The Bulls have relied heavily on Derrick Rose all year but even he can't trade blows with LeBron, Wade, and Bosh for the duration of a seven game series, and unless his supporting cast starts to assert themselves more on the offensive side of the ball, it's not going to matter what Rose does or how hard this team plays on defense.         

The Ugly:
It never ends well when a professional athlete gets involved with the fans of another team and Joakim Noah's alleged gay slur, which was directed at a Heat fan who was sitting behind Chicago's bench, is about as ugly as it gets.  Even if you disregard the fact that he used this language during a time when homosexuality is a hot button issue in the NBA (after Kobe Bryant did something similar a few weeks back and after the Suns president and CEO, Rick Welts, announced he was gay recently) it's still a horrible idea to engage in any kind of conversation with an opposing fan, especially while the game is going on.  Whether or not this incident had an effect on Noah's performance is anyone's guess, but the energetic Bulls center collected just 1 point and five rebounds in 29 minutes of floor time.

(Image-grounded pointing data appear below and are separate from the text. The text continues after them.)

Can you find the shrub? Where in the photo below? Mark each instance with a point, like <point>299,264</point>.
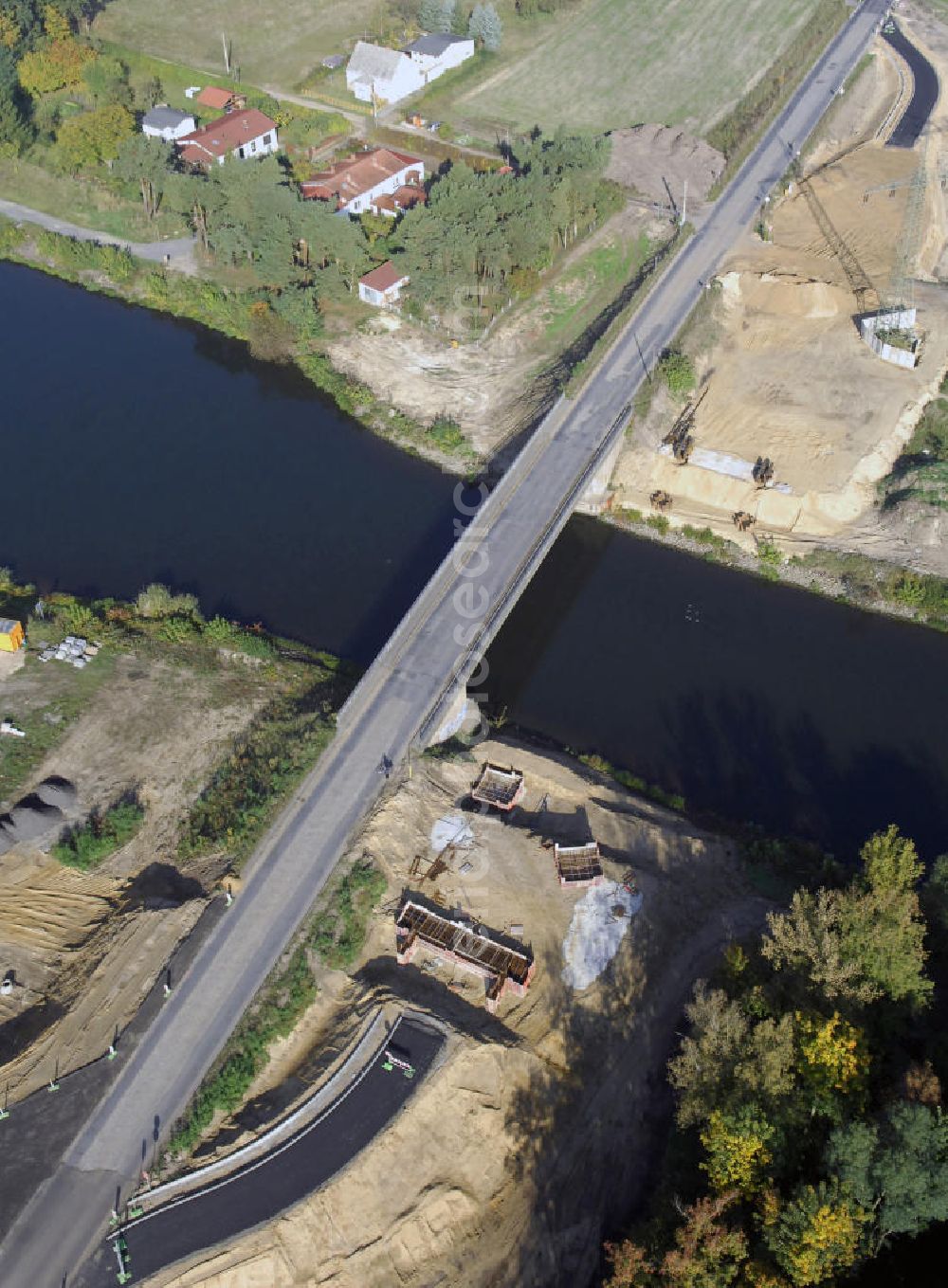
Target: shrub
<point>157,602</point>
<point>104,832</point>
<point>678,372</point>
<point>446,433</point>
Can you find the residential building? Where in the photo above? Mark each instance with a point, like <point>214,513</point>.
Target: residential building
<point>168,122</point>
<point>379,179</point>
<point>438,53</point>
<point>241,135</point>
<point>377,75</point>
<point>383,286</point>
<point>221,100</point>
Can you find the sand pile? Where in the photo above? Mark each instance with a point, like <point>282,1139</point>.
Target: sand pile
<point>600,920</point>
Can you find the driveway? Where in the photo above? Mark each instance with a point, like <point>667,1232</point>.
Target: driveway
<point>175,253</point>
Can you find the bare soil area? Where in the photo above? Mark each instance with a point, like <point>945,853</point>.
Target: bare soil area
<point>779,355</point>
<point>657,161</point>
<point>83,948</point>
<point>494,388</point>
<point>534,1134</point>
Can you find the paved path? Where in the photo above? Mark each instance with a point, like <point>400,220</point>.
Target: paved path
<point>403,692</point>
<point>923,93</point>
<point>176,251</point>
<point>263,1189</point>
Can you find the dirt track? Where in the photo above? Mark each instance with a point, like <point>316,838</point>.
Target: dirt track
<point>536,1131</point>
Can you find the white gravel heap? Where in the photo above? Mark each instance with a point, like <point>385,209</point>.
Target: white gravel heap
<point>596,932</point>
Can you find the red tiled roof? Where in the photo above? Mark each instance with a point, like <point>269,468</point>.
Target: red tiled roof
<point>223,136</point>
<point>212,96</point>
<point>357,174</point>
<point>383,277</point>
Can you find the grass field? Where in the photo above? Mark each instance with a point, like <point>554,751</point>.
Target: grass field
<point>275,44</point>
<point>612,63</point>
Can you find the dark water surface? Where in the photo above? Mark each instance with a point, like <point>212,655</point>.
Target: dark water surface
<point>139,448</point>
<point>757,700</point>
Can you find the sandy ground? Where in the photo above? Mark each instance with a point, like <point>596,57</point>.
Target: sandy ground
<point>657,161</point>
<point>787,375</point>
<point>534,1134</point>
<point>86,947</point>
<point>492,388</point>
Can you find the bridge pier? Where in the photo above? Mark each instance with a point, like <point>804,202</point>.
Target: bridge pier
<point>592,499</point>
<point>459,714</point>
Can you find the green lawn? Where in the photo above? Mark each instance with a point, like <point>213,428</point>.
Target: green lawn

Photo Credit: Mike Ehrmann/Getty Images North America
How They Can Advance: It's going to be an uphill battle for the Bulls to beat a Miami team that is playing some very good basketball right now.  A good place to start would be for the supporting players around Derrick Rose to hit their outside shots and make the Heat defense pay for leaving them open.  If guys like Luol Deng, Kyle Korver, and Carlos Boozer can help Rose shoulder the scoring load it would go a long way in balancing out the Bulls offense and it would also give Rose some breathing room to penetrate.

In turn, Rose has to continue to take the ball strong and look to draw contact which will help him get to the line, a place where he's done plenty of damage this postseason.

Chicago needs more out of Joakim Noah, who will have to put the ugliness of game three behind him and get back to dominating on the boards while not allowing Chris Bosh to get into a groove on offense like he did in games one and three.  If this means getting physical with Bosh then so be it, because we've seen the Heat forward get very comfortable and make a major impact on this series.

As well as the Heat have played thus far, we have yet to see them win a game that comes down to the final seconds.  If the Bulls are able to play them tight throughout and not let the Heat distance themselves in the fourth quarter, the pressure will be on Miami to execute down the stretch- a situation which has not worked out very well for them this season.